The researchers placed their QD sample and their NSOM tip, mounted on a piezoelectric scanner, inside a cryostat cooled to a temperature of 9 K. The tip served a dual purpose. Light from a helium-neon laser coupled to the optical fiber emerged from the tip to create excitons in the sample. The tip also collected the photoluminescence emitted from recombining excitons; the collected signal was separated by room-temperature optics and sent to a sensitive spectrometer. Because the charges excited by the incoming radiation were quite mobile and rapidly diffused away from the NSOM tip, the imaging resolution came solely from the tip’s narrow light-collection window.

An exciton’s electron and hole attract each other, just like the electron and proton in a hydrogen atom. The hole is much lighter than a proton; the smaller reduced mass and the larger dielectric constant in the QD make an exciton’s Bohr radius (its characteristic size) about 10 nm. The exciton thus behaves like a tightly bound composite hydrogen-like particle confined within a much larger box. Because an exciton’s electron and hole can recombine only when they overlap, the spatial distribution of the photoluminescence signal depends only on the composite center-of-mass component of the wavefunction.

For sufficiently strong laser excitation, the photoluminescence signal that reaches the detector has two sharp peaks in its spectrum. The stronger, higher-energy peak is the signal emitted by a single exciton when its constituent electron and hole recombine. The smaller peak at slightly lower energy is the signal emitted by a two-exciton state (a so-called biexciton) when one of the excitons recombines, leaving a single exciton in the dot. Because of the interactions between the excitons, the energy of the biexciton state is slightly less than twice that of the exciton state.

The energy difference allowed the researchers, by scanning the NSOM tip across the sample, to map separately the spatial dependence of the exciton and biexciton photoluminescence. Figure 3 shows the exciton and biexciton photoluminescence intensities detected in a QD that’s elongated along the [|10] crystal direction. Both show a similar shape, but the biexciton signal is more spatially confined than the exciton signal.

With the help of theoretical calculations by Nair and Takagahara, the collaboration showed that the different photoluminescence distributions reflect the different wavefunction distributions of the exciton and biexciton. For the exciton, the photoluminescence distribution is, to a first approximation, proportional to the square of the exciton’s center-of-mass wavefunction; figure 3a is thus a map of the center-of-mass component of the exciton wavefunction. For the biexciton, the calculations are more involved but yield a clear result: The tighter spatial confinement of the biexciton emission is a consequence of the attraction and correlation between the two excitons.
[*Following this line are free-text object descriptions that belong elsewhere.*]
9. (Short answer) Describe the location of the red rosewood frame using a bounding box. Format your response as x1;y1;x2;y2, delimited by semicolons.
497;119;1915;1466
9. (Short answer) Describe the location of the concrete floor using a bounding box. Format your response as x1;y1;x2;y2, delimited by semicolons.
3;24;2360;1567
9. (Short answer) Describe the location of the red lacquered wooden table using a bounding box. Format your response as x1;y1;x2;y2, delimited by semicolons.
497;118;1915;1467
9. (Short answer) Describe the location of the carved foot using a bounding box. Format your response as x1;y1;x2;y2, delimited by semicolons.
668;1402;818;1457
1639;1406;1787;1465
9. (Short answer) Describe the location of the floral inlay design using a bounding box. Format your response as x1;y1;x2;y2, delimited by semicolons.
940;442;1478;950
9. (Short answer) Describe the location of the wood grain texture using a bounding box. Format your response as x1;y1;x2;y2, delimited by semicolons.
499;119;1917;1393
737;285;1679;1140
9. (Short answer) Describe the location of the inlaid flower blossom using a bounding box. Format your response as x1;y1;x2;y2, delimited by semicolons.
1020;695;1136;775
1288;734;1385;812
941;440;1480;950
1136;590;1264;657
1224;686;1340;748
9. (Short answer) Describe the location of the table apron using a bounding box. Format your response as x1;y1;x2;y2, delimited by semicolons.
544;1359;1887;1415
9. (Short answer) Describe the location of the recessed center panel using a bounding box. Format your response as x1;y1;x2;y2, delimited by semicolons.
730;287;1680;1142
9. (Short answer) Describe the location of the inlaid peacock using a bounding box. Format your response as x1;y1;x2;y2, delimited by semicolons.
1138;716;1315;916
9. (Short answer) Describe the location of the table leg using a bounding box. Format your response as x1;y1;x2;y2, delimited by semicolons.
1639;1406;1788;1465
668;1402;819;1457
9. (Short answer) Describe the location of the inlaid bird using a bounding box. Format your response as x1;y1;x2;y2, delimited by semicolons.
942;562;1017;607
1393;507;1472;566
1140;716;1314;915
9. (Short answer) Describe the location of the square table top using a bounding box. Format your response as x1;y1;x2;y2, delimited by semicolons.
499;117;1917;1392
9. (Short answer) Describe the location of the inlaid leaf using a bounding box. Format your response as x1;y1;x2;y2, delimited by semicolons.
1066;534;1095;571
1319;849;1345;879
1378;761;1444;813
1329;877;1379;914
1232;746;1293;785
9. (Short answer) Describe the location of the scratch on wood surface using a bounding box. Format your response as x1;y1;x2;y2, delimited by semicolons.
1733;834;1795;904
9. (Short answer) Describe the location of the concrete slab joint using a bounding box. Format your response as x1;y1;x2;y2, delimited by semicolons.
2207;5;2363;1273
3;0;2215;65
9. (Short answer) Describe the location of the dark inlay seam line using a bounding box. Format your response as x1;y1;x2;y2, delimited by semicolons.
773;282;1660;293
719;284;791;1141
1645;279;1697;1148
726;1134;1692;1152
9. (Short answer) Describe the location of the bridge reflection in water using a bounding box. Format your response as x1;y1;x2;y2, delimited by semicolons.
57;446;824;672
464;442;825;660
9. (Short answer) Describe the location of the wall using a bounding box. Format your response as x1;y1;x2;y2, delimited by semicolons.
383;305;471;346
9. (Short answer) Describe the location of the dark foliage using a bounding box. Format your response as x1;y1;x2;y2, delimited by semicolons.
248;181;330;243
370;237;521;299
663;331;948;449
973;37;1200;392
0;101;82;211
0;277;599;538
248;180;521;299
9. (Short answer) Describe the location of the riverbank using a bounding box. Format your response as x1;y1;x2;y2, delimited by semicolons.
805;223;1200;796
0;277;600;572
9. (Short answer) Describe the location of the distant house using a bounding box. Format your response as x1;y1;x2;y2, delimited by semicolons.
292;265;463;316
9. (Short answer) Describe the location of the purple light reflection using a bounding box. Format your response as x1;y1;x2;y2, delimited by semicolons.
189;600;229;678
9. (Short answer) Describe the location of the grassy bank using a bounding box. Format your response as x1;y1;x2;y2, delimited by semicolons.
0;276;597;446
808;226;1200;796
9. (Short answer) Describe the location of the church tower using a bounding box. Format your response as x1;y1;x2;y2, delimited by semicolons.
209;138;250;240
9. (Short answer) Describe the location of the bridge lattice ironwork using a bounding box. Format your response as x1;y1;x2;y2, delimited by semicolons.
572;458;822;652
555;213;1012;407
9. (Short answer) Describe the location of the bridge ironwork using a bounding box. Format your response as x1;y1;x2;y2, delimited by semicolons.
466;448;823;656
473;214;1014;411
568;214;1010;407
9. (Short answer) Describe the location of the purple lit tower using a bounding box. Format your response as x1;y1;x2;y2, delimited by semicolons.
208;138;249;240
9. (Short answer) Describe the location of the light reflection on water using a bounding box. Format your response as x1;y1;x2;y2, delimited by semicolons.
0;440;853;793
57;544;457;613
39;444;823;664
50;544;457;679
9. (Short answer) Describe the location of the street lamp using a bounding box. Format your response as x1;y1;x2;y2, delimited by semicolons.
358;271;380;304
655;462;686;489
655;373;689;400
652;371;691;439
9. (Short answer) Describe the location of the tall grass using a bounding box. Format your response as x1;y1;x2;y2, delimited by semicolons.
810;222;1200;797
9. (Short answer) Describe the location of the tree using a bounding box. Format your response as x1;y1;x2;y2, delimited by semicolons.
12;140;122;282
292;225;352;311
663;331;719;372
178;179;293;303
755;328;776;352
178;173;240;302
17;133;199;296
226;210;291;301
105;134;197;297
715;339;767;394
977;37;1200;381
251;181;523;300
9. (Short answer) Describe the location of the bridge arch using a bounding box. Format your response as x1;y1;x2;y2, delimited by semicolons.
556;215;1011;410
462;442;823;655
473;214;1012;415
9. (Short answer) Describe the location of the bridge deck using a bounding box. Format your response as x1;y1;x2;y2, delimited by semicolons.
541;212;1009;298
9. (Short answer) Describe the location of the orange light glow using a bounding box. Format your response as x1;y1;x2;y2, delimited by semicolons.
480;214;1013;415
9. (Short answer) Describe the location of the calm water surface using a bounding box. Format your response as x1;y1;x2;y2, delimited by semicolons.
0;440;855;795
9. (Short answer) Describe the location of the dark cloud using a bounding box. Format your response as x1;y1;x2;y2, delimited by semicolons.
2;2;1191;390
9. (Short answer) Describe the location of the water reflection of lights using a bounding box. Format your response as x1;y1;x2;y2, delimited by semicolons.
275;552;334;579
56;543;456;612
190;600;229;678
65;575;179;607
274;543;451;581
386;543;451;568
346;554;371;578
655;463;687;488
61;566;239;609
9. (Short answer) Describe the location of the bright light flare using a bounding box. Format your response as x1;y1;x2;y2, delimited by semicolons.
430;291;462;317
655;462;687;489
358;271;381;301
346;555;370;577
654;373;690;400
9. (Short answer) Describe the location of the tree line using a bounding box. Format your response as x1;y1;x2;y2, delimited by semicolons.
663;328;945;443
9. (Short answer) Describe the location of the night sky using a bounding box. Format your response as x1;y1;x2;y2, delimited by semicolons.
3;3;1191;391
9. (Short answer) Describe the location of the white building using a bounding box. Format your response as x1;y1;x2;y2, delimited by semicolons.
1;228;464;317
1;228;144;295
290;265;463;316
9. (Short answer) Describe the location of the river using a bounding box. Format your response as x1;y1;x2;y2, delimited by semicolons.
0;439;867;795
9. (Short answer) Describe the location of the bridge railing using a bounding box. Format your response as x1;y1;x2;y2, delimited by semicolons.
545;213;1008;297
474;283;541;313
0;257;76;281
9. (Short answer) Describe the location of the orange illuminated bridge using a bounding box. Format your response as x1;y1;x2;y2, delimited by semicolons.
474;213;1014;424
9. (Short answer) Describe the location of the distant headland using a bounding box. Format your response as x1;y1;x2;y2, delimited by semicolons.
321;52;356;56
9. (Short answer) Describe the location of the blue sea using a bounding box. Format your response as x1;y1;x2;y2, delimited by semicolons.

Calculations of the emission patterns expected from excitons and biexcitons in disk-shaped QDs of the size the team studied bear out that conclusion: The theoretical ratio of widths, 0.76, is in good agreement with the experimental result, 0.72 ± 0.08.

If QDs are ever harnessed for processing quantum information, notes Garnett Bryant (NIST, Gaithersburg, Maryland), getting detailed information about the wavefunction will be invaluable. But for now, the information will likely be of more fundamental interest. Whereas the physical size of QDs can be measured with other techniques like SEM, the actual confinement potential can be very different from the physical geometry due to strains, surface charges, and other factors; now with NSOM one can begin to see those effects directly. The attainable resolution is currently smaller than the largest QDs and is approaching the size of excitons. The ultimate insight into exciton states will come if the optical resolution can approach 1 nm, but that, says Bryant, “will be awfully hard to achieve.”